Figure 7 - Groups of status codes contained in server responses

Codes starting with 4 mean that the request failed for some reason related to the client: for example, a nonexistent page was requested or the request itself was incorrect. Finally, 5xx codes report server errors that have occurred either as a result of a program error or due to temporary overload.

HTTP example

Since HTTP is a text protocol, interaction with the server through the terminal (which in this case acts as the opposite of the browser) can be organized quite simply. You only need to establish a TCP connection with port 80 of the server. The reader is given the opportunity to see for himself how this script works (it is preferable to run it on a UNIX system, as some other systems may not display the connection status). So, the sequence of commands is as follows:

Figure 8 - HTTP protocol command sequence

This sequence of commands establishes a telnet connection (that is, a TCP connection) to port 80 of the IETF web server located at www.ietf.org.

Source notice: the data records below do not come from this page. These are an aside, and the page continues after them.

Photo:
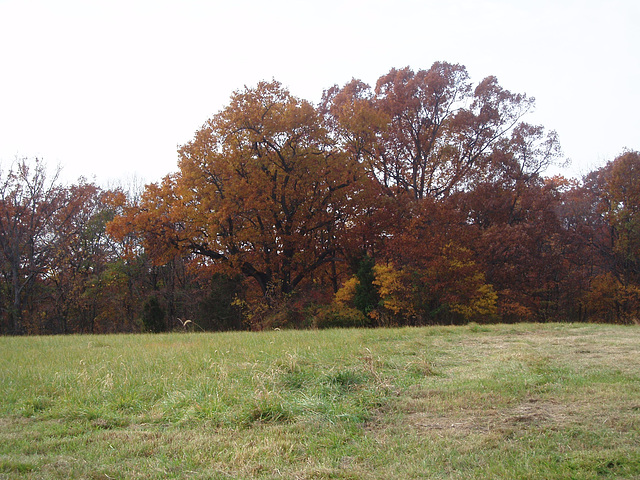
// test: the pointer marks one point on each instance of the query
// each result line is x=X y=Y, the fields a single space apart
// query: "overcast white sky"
x=109 y=89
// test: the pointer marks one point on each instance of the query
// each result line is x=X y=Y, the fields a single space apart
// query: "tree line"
x=419 y=201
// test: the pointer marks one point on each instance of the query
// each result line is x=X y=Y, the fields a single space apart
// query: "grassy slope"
x=523 y=401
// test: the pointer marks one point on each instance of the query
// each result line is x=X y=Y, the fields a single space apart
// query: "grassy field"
x=519 y=401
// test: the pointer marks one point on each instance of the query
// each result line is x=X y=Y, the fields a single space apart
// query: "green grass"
x=519 y=401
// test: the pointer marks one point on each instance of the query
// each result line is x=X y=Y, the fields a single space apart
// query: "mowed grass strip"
x=503 y=401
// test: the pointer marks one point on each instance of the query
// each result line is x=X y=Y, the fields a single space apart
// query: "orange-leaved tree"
x=261 y=190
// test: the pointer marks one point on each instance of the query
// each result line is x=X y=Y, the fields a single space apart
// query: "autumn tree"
x=32 y=208
x=261 y=190
x=427 y=129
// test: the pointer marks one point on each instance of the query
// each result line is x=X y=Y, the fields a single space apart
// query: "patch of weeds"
x=36 y=405
x=269 y=412
x=477 y=328
x=296 y=380
x=14 y=466
x=422 y=369
x=347 y=380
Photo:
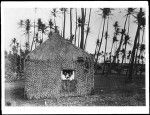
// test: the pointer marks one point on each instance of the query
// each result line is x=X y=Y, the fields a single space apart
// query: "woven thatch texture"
x=43 y=70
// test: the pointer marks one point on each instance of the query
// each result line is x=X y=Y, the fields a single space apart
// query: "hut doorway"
x=68 y=82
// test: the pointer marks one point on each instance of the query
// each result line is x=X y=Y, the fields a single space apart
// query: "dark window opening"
x=80 y=59
x=68 y=83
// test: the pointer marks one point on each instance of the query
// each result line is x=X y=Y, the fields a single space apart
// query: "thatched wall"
x=44 y=66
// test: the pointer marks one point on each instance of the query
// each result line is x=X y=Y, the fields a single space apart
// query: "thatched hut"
x=58 y=68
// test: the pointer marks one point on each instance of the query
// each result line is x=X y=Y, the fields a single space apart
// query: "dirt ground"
x=109 y=91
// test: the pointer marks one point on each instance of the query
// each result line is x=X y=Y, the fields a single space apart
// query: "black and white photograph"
x=75 y=54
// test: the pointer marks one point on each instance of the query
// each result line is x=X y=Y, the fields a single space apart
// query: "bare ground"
x=109 y=91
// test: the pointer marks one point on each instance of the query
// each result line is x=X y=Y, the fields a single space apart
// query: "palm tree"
x=34 y=30
x=71 y=38
x=140 y=20
x=54 y=12
x=64 y=13
x=105 y=13
x=79 y=26
x=130 y=11
x=106 y=37
x=88 y=28
x=126 y=41
x=27 y=30
x=76 y=27
x=51 y=24
x=82 y=28
x=142 y=48
x=41 y=27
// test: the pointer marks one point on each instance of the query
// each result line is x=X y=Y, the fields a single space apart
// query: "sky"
x=13 y=15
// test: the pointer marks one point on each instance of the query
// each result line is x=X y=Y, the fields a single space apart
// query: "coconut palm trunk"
x=64 y=23
x=133 y=55
x=120 y=44
x=76 y=29
x=106 y=36
x=71 y=37
x=100 y=41
x=87 y=32
x=82 y=28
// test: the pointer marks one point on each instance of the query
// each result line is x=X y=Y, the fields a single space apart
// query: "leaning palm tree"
x=27 y=30
x=54 y=12
x=43 y=29
x=130 y=11
x=82 y=28
x=105 y=13
x=79 y=27
x=76 y=27
x=126 y=42
x=140 y=20
x=142 y=49
x=71 y=38
x=50 y=25
x=64 y=10
x=106 y=37
x=88 y=28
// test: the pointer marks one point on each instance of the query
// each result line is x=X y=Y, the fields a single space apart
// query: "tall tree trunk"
x=28 y=41
x=71 y=37
x=79 y=38
x=106 y=40
x=42 y=37
x=64 y=24
x=142 y=42
x=133 y=55
x=100 y=41
x=82 y=29
x=111 y=51
x=120 y=44
x=87 y=32
x=75 y=37
x=124 y=56
x=33 y=36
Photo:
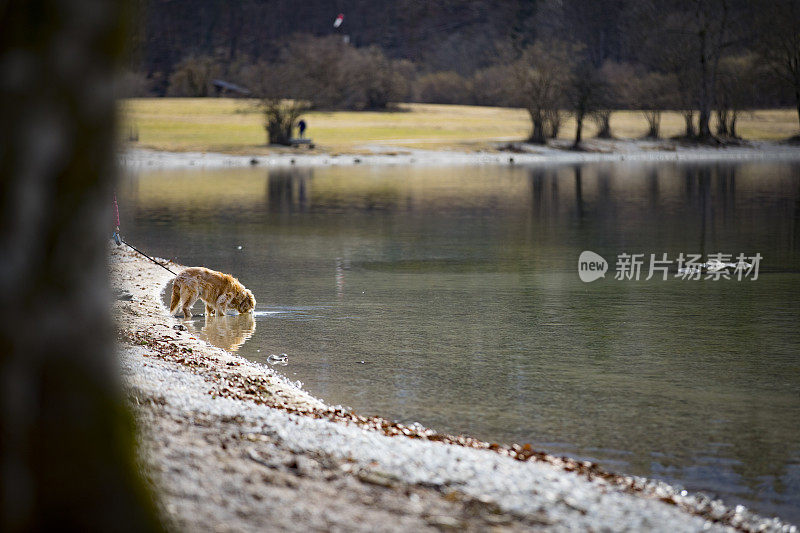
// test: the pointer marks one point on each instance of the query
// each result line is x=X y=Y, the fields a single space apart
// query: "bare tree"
x=651 y=93
x=736 y=84
x=271 y=85
x=541 y=76
x=586 y=92
x=777 y=40
x=66 y=438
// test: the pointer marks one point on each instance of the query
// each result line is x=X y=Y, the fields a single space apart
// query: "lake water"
x=450 y=296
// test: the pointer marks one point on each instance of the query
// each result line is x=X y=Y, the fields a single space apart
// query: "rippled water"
x=450 y=296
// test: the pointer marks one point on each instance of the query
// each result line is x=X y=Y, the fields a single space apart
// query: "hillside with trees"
x=708 y=59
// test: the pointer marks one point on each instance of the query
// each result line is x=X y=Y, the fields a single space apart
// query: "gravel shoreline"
x=232 y=445
x=595 y=150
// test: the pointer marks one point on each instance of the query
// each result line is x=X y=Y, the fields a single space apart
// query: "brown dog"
x=218 y=291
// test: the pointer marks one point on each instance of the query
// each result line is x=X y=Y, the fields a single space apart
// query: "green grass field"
x=235 y=126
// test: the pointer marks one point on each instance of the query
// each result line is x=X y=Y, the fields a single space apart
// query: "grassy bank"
x=235 y=126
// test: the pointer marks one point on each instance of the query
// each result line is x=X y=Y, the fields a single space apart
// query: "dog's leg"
x=188 y=300
x=176 y=298
x=222 y=304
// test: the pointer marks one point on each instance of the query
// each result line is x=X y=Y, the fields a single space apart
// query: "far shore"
x=233 y=445
x=502 y=153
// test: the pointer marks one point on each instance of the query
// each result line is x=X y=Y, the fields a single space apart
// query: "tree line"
x=707 y=59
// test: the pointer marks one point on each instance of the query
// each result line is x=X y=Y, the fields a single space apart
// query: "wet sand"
x=233 y=445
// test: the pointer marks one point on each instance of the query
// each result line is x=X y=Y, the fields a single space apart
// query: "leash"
x=120 y=241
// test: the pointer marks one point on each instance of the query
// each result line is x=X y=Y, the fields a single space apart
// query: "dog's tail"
x=176 y=298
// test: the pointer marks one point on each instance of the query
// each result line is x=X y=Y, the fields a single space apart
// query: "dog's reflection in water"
x=228 y=332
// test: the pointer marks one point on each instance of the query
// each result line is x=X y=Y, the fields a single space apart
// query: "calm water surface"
x=450 y=296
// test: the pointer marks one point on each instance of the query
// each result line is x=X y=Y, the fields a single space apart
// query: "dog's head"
x=244 y=302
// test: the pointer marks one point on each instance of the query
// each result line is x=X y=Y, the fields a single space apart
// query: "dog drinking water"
x=218 y=291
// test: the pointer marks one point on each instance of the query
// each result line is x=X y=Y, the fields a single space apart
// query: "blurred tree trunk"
x=66 y=438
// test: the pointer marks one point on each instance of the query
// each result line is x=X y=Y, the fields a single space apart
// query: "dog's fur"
x=218 y=291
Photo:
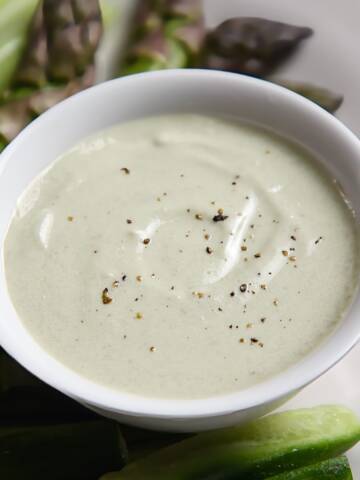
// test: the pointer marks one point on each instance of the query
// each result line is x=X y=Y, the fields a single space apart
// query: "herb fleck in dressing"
x=182 y=256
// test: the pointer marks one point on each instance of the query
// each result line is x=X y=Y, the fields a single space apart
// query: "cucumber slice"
x=334 y=469
x=257 y=450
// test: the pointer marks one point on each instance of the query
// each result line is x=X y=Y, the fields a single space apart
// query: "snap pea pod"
x=255 y=451
x=333 y=469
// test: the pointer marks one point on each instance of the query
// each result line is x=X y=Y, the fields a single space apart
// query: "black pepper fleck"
x=105 y=296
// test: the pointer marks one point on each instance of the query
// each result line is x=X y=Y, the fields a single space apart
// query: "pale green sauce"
x=205 y=307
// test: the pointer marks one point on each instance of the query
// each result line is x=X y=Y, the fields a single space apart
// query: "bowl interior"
x=160 y=93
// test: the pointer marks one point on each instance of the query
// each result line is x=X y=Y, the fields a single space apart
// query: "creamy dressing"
x=182 y=256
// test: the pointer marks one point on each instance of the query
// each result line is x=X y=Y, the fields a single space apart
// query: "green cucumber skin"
x=333 y=469
x=80 y=451
x=260 y=449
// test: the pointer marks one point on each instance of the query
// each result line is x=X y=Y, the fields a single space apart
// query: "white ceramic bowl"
x=164 y=92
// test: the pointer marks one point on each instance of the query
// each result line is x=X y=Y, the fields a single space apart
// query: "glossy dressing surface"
x=182 y=256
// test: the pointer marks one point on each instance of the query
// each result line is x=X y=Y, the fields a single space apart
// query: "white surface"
x=165 y=92
x=330 y=58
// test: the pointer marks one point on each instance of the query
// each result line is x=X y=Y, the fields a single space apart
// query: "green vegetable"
x=77 y=451
x=145 y=442
x=57 y=62
x=334 y=469
x=166 y=34
x=328 y=100
x=255 y=451
x=254 y=46
x=15 y=18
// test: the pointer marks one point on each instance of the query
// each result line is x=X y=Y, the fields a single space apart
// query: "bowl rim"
x=278 y=386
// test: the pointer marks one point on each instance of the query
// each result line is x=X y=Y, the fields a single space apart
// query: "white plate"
x=331 y=59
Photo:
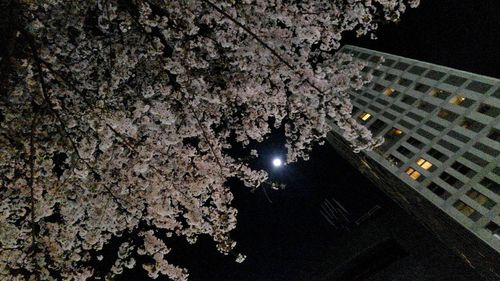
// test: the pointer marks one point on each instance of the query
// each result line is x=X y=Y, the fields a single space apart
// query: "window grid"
x=460 y=101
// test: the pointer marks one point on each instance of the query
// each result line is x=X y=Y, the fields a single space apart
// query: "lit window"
x=389 y=92
x=396 y=132
x=456 y=100
x=440 y=94
x=365 y=116
x=414 y=174
x=426 y=165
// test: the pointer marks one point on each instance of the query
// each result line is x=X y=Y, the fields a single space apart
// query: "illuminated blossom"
x=120 y=115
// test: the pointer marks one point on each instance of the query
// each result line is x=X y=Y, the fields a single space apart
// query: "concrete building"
x=440 y=159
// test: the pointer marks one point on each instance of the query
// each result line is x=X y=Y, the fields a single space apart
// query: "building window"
x=388 y=62
x=447 y=115
x=365 y=116
x=401 y=65
x=439 y=191
x=467 y=210
x=377 y=126
x=421 y=87
x=494 y=135
x=408 y=100
x=455 y=80
x=488 y=110
x=435 y=75
x=426 y=165
x=406 y=124
x=404 y=151
x=395 y=132
x=425 y=106
x=390 y=77
x=458 y=136
x=472 y=125
x=394 y=160
x=462 y=169
x=456 y=100
x=425 y=134
x=435 y=125
x=437 y=155
x=378 y=87
x=491 y=185
x=481 y=199
x=494 y=229
x=440 y=94
x=416 y=143
x=475 y=159
x=389 y=92
x=486 y=149
x=478 y=87
x=404 y=82
x=417 y=70
x=448 y=145
x=451 y=180
x=414 y=174
x=377 y=72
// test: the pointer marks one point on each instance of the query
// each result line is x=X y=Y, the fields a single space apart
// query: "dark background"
x=284 y=235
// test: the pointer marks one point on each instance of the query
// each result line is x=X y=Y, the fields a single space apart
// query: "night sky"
x=283 y=233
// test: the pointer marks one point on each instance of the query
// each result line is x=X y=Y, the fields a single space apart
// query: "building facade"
x=440 y=159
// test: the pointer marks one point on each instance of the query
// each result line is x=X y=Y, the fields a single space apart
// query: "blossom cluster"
x=120 y=115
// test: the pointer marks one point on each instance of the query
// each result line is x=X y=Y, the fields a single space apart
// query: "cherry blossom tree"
x=117 y=118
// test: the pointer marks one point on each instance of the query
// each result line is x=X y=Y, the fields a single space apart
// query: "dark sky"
x=288 y=239
x=462 y=34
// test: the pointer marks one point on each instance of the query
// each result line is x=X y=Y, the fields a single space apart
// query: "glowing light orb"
x=277 y=162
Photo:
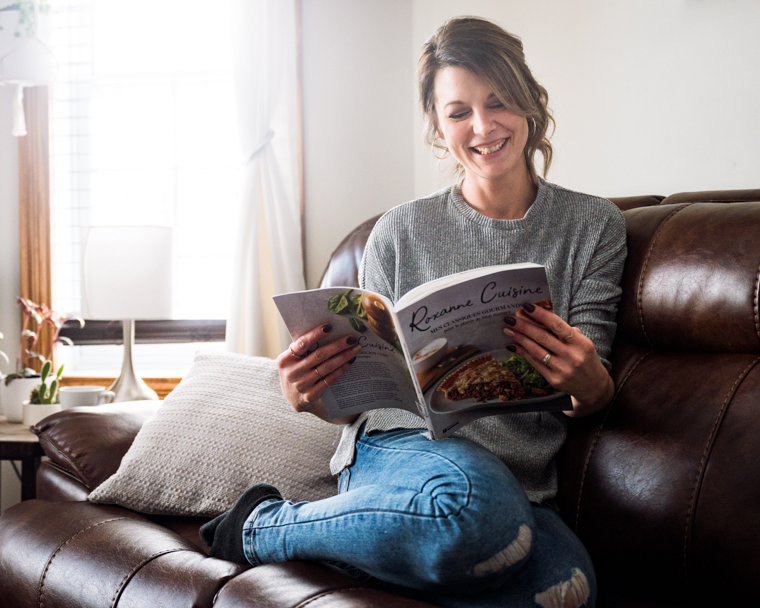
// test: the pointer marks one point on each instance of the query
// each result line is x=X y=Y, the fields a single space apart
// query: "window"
x=143 y=131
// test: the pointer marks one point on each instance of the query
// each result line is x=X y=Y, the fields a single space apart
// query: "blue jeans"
x=441 y=521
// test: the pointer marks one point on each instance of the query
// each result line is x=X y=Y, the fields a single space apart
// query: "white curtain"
x=265 y=56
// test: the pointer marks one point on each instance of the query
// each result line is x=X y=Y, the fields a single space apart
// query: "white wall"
x=650 y=97
x=359 y=107
x=10 y=281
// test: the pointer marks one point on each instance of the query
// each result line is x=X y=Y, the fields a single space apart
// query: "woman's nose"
x=482 y=123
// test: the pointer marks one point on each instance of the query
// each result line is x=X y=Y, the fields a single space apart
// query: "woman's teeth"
x=492 y=149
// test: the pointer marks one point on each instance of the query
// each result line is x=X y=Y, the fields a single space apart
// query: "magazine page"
x=379 y=378
x=456 y=342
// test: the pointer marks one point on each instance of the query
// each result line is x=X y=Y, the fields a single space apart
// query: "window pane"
x=144 y=130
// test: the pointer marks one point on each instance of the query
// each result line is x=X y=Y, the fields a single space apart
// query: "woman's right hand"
x=308 y=368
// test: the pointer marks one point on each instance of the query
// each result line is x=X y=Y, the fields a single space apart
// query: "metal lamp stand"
x=128 y=386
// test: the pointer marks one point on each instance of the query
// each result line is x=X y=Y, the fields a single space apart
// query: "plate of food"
x=488 y=379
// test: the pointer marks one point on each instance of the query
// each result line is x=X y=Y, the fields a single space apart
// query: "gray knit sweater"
x=581 y=241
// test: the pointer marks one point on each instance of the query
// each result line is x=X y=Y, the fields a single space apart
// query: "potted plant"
x=43 y=400
x=17 y=386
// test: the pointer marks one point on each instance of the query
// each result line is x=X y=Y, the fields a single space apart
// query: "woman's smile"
x=489 y=149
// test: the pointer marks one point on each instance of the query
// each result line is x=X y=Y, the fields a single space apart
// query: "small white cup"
x=74 y=396
x=34 y=412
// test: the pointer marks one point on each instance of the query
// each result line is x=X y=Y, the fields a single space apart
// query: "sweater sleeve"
x=377 y=266
x=593 y=304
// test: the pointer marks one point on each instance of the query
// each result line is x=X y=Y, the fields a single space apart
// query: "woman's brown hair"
x=496 y=56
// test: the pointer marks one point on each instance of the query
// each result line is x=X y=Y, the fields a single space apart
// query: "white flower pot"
x=34 y=412
x=14 y=395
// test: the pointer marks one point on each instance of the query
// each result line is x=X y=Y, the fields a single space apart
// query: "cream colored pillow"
x=224 y=428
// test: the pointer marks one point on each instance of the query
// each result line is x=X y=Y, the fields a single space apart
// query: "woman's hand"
x=564 y=356
x=308 y=368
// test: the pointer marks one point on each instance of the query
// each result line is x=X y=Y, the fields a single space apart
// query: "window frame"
x=35 y=246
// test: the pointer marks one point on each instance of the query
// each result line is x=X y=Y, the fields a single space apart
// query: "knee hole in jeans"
x=572 y=593
x=516 y=551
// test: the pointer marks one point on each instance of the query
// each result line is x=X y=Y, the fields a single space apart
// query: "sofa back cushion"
x=663 y=486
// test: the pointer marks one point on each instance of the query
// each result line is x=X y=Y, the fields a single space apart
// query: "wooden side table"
x=17 y=442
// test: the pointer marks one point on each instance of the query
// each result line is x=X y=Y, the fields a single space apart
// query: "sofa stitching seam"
x=137 y=567
x=596 y=438
x=331 y=592
x=61 y=546
x=701 y=469
x=755 y=302
x=640 y=288
x=74 y=469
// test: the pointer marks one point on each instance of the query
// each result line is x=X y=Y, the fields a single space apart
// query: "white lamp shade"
x=26 y=59
x=127 y=272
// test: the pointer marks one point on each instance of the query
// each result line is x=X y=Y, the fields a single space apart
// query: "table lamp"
x=127 y=275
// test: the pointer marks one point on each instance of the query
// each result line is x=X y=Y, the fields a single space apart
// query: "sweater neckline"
x=533 y=214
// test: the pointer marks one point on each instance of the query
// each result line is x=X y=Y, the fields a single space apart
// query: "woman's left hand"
x=564 y=356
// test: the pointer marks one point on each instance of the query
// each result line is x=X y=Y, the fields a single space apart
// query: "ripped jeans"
x=440 y=521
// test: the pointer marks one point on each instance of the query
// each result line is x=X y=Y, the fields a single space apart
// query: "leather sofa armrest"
x=89 y=442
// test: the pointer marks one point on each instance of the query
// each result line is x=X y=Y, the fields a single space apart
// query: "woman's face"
x=486 y=138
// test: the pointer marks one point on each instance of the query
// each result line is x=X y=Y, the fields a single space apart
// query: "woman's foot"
x=224 y=534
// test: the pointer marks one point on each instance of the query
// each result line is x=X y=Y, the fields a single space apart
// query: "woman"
x=466 y=521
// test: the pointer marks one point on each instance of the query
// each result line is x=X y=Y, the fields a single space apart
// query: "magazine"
x=439 y=352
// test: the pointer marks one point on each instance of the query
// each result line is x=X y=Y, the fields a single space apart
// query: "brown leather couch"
x=663 y=486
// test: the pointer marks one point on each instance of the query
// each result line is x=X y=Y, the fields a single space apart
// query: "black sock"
x=224 y=534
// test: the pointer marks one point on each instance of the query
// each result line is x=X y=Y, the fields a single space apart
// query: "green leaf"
x=355 y=306
x=45 y=370
x=53 y=391
x=337 y=303
x=357 y=325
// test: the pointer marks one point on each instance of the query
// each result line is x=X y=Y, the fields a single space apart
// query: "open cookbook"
x=439 y=352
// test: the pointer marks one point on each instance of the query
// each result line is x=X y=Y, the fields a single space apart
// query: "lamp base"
x=128 y=386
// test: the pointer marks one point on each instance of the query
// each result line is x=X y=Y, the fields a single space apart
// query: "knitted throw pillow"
x=224 y=428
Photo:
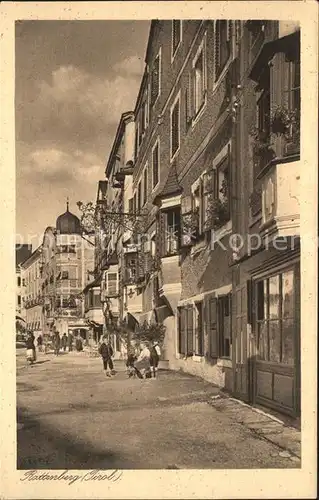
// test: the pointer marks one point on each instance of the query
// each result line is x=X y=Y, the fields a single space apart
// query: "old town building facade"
x=66 y=266
x=213 y=193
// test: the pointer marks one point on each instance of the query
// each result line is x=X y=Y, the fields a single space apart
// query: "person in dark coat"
x=64 y=341
x=106 y=353
x=70 y=341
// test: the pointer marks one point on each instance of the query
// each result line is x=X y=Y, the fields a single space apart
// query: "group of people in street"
x=141 y=363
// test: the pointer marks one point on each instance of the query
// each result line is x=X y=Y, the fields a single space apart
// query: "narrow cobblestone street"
x=71 y=416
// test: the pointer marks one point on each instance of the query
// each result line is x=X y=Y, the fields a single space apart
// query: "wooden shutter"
x=217 y=49
x=190 y=332
x=208 y=193
x=212 y=328
x=201 y=207
x=189 y=101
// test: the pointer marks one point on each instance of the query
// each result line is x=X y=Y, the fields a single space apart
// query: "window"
x=134 y=203
x=155 y=79
x=111 y=284
x=155 y=164
x=172 y=231
x=176 y=35
x=139 y=197
x=222 y=45
x=276 y=317
x=199 y=80
x=199 y=330
x=293 y=90
x=175 y=127
x=256 y=32
x=220 y=326
x=130 y=206
x=263 y=121
x=145 y=186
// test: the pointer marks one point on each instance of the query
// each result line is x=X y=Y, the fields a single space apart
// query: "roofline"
x=118 y=134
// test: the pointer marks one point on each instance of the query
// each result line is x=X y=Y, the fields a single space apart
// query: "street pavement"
x=70 y=416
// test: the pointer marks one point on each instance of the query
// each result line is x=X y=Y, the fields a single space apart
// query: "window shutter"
x=213 y=327
x=190 y=333
x=201 y=207
x=188 y=101
x=182 y=331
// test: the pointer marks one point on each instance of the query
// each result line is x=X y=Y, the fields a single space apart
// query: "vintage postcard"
x=158 y=255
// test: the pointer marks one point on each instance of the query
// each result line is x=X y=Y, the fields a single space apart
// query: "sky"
x=73 y=81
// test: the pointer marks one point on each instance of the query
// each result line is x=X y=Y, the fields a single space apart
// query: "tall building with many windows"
x=215 y=201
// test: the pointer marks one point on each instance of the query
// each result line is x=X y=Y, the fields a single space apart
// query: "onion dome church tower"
x=68 y=223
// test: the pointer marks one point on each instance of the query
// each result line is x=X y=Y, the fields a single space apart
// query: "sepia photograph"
x=158 y=270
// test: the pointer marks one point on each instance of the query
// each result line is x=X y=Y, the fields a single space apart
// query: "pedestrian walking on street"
x=70 y=341
x=64 y=341
x=56 y=343
x=40 y=343
x=131 y=358
x=142 y=364
x=106 y=352
x=154 y=359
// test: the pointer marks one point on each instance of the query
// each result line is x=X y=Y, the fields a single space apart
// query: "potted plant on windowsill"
x=217 y=212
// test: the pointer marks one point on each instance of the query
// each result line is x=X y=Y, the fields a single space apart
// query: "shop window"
x=145 y=184
x=155 y=164
x=176 y=35
x=275 y=318
x=222 y=45
x=175 y=127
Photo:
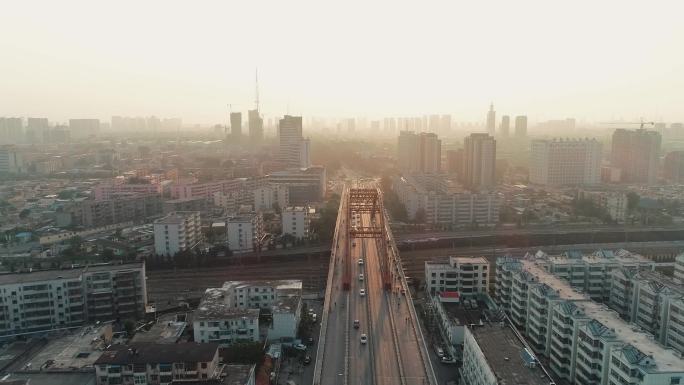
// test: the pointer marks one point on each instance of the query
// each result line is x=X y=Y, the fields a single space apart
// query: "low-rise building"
x=177 y=231
x=296 y=221
x=158 y=364
x=244 y=232
x=40 y=301
x=463 y=275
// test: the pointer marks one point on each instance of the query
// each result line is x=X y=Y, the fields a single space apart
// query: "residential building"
x=230 y=313
x=614 y=202
x=636 y=153
x=505 y=128
x=521 y=127
x=267 y=197
x=585 y=342
x=296 y=221
x=566 y=162
x=463 y=275
x=39 y=301
x=236 y=125
x=256 y=126
x=674 y=167
x=188 y=204
x=158 y=364
x=84 y=128
x=494 y=354
x=479 y=161
x=293 y=149
x=118 y=208
x=419 y=153
x=304 y=185
x=11 y=160
x=491 y=120
x=442 y=202
x=245 y=232
x=177 y=231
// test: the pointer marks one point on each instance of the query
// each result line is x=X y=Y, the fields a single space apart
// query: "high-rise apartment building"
x=419 y=153
x=521 y=126
x=505 y=128
x=294 y=149
x=491 y=120
x=236 y=125
x=566 y=162
x=177 y=232
x=674 y=166
x=636 y=153
x=256 y=126
x=84 y=128
x=40 y=301
x=479 y=161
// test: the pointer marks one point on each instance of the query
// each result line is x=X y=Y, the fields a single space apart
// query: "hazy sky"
x=549 y=59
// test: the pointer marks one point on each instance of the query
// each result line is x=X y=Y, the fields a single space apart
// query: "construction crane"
x=640 y=123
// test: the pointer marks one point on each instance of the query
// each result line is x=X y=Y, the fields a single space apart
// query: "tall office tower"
x=674 y=166
x=566 y=162
x=11 y=130
x=236 y=125
x=454 y=161
x=491 y=120
x=419 y=153
x=84 y=128
x=521 y=126
x=294 y=149
x=505 y=128
x=434 y=124
x=256 y=126
x=36 y=130
x=636 y=153
x=445 y=124
x=479 y=161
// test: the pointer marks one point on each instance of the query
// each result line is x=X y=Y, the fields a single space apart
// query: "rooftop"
x=158 y=353
x=504 y=354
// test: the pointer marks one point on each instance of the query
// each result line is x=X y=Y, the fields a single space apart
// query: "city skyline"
x=379 y=68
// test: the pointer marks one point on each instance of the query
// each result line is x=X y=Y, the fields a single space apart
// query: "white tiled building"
x=464 y=275
x=296 y=221
x=230 y=313
x=244 y=232
x=178 y=231
x=586 y=342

The result of the communication session is written to a log file, which can then be viewed. The next is the GET command. The name of the requested file and the transfer protocol are indicated. Next is the required line with the Host header. The empty line that is behind it is also required. It signals the server that the request headers are over. With the close command (this is the telnet program command), the connection is terminated.

The connection log file, log, can be viewed using any text editor. It should start approximately as shown in the listing in Figure 8, unless there have been any changes on the IETF site during this time.

Figure 9 - The beginning of the output of the file “www.ietf.org/rfc.html”

The first three lines in this listing are created by telnet, not the remote site. But the line starting with HTTP / 1.1 is the IETF response, saying that the server wants to communicate with you using the HTTP / 1.1 protocol. This is followed by a series of headers and, finally, the content of the requested file itself. The ETag header, which is a unique identifier for the page related to caching, and the X-Pad, a custom header that helps deal with browser errors.